After settling into our lovely (albeit expensive at $11 each – the official currency of Ecuador is the US Dollar) hostel, we headed out to the pricey but lovely Cafe Eucalyptus where we wined and dined while watching the locals strutting their stuff to two great salsa groups in a ´battle of the bands´. I think this place is usually a gringo hangout but this night it was 90% Ecuadorians and boy can they dance! It was a great start to our month in Ecuador (which is the last country we will visit in South America) and it set the tone for what has been a great few weeks. We knew when we left Peru that we wanted to fit loads into our last month so we had lots of plans for activities and trips in Ecuador and so far it hasn´t disappointed.

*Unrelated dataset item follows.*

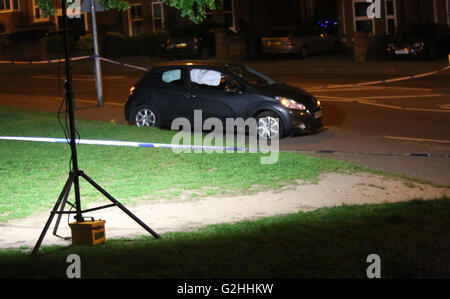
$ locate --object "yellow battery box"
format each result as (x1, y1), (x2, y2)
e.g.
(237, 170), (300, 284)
(69, 220), (106, 245)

As we really have had enough of cities by now we only stayed in Cuenca for a day and a half, the first of which was a Sunday so everything was closed. It’s a very pretty city (like most of the cities we´ve been to in South America), but we didn´t do much other than wander around and visit the Museo del Banco Central. This museum is well worth a look, especially the very creatively curated second floor which focuses on the indigenous people of Ecuador. This exhibition is really colourful and includes an English language section on the Shuar people (the rest is all in Spanish so maybe an English speaking guide would be worth enquiring about). In past times the tribe used to chop the heads off their enemies and shrink them down to the size of a large fist using a closely guarded secret recipe. We saw three or four shrunken heads in display cases (you can see pics of some on, along with life size models representing some of the people, houses, clothes etc. of the various tribes of the Amazon. There`s also some Inca ruins out the back of the museum, but to be honest unless you`re really into looking at old walls its not all that stimulating.

Demonstration, Cuenca.

As we were wandering around Cuenca, we came across a demonstration made up of about five or six hundred (mostly indigenous) Ecuadorians who were participating in a national campaign against water privitisation and/or contamination by large companies. Across South America in recent years, water supplies have been and continue to be privatised, which to me is just completely ridiculous; water is essential for life and there are a lot of people on this continent (and every other continent) who just cannot afford to pay for it. Nor should they have to. And although I don´t always approve of their methods, I can`t help but admire the willingness of regular people all over South America to stand up for themselves against huge corporations and national and international policies which are really all about money and not about people at all.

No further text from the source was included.